Our first stop was at the statue of the Winged Virgin that overlooks the old town.  The statue is constructed of cast metal plates anchored to an internal steel frame work. One can ascend the stairs inside for an expansive view of both the old city of Quito and, to the left, the volcanic mountain that Marshal Sucre descended with the army of independence to expel the Spanish in 1822.

Note at the base of the statue is a serpent on a leash that is held by the winged Virgin Mary. Of course, the message is that the serpent of the creation story is subdued by faith.

There is an outside viewing balcony on the statue that reveals a bustling city and a multitude of volcanic peaks in every direction.

We next went into the center of the old city at the Plaza de la Independencia.

Central to the plaza is a monument to independence with a cathedral behind it and the presidential place to the right. In the plaza we found a mix of tourists, locals, vendors and police.


We found one lady selling beautiful woven scarfs. Her prices were a bargain, too.

We explored the sights beginning with the entrance to the Presidential Palace.  Then we went down a side street to some of the many churches. No photos were allowed in the gold encrusted church on our right, so only a door could be shown.  It was in sharp contrast to a nearby Jesuit church where a mass was in progress.  This one was far less formal, and the service was enthusiastic and lyrical.

The entire day could easily have been filled with the sights of the old town, but we moved on for a casual lunch, and a visit to a cultural  museum located exactly on the equator.

While the day's activity had not been strenuous, we did feel the effects of the thin air. 

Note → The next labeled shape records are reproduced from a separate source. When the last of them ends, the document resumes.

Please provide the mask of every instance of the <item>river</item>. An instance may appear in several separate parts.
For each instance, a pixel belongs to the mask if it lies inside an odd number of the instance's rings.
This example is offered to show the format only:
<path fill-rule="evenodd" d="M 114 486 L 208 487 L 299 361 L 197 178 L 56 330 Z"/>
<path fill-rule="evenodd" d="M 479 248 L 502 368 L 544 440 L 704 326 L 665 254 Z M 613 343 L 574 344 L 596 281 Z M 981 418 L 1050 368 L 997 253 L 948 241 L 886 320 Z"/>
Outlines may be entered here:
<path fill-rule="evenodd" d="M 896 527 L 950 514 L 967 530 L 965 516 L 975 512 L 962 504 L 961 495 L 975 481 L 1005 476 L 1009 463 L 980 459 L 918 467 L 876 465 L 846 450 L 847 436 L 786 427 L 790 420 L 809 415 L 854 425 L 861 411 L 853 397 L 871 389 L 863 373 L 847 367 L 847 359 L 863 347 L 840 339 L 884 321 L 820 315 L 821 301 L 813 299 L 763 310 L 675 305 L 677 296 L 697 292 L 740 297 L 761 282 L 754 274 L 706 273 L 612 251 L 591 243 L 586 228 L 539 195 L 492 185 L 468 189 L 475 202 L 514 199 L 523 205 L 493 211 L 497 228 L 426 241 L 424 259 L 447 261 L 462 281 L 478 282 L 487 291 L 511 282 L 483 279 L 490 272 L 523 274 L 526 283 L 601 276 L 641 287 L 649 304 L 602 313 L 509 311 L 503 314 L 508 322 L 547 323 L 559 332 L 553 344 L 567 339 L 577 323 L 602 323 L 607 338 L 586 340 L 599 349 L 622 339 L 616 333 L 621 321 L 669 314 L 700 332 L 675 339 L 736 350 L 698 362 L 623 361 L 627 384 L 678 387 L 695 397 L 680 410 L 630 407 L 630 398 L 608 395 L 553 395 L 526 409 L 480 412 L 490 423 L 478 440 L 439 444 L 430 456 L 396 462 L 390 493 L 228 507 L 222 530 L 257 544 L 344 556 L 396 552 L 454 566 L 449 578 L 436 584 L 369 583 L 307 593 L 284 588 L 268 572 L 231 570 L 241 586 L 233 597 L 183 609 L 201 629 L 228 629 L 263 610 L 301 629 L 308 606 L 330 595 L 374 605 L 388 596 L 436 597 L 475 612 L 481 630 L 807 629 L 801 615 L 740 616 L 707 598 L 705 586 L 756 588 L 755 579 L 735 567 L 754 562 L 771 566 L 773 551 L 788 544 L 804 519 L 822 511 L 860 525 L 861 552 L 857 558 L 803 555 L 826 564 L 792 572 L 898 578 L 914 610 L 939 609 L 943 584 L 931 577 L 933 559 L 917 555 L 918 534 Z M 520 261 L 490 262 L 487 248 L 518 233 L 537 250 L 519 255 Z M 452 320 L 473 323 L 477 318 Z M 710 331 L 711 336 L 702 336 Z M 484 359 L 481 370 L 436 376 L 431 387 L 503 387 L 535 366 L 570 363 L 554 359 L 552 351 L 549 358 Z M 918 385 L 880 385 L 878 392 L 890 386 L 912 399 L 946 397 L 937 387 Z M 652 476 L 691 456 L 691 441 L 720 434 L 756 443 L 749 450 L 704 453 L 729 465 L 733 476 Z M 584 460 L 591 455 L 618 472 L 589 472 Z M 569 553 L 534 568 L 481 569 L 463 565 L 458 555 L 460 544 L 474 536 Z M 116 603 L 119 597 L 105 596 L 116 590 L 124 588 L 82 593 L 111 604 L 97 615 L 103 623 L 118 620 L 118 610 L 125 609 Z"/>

While we toured Quito, more of our group arrived at our lodging, a 300 year old hacienda converted to a luxury garden hotel. It was a very relaxing location with a great restaurant providing a great conclusion to our day.


Early the next morning we went to the mountains for hummingbirds. Guango Lodge is just past the crest of Papallacta Pass (nearly 14000 feet).  The day was misty and cool, just perfect for bringing in scores of hummingbirds to the feeders.  Here are a few of the birds we saw.

Now, one would expect the hummingbirds to be the  highlight of our day in the mountains, but one huge surprise remained. As we crested Papallacta Pass and headed down towards Quito, our alert driver spotted a bear on edge of the road.  He quickly pulled off the road, and we soon saw that it was a Spectacled Bear, actually a sow and cub. They crossed just upslope from us and continued up a very steep mountainside.  These are the only bears in South America and extremely unusual to see.

We continued towards our hotel only to discover that the active Cotopaxi Volcano was in clear view just outside Quito.  Another stop and and good view of the ash venting some 50 kilometers away.

At that point it was hard to say what was the highpoint of our first two days.  It was dinner and early to bed for a 6:30 flight to Galapagos.  There would be a lot of 4 and 5 am  wake-ups for the next ten days.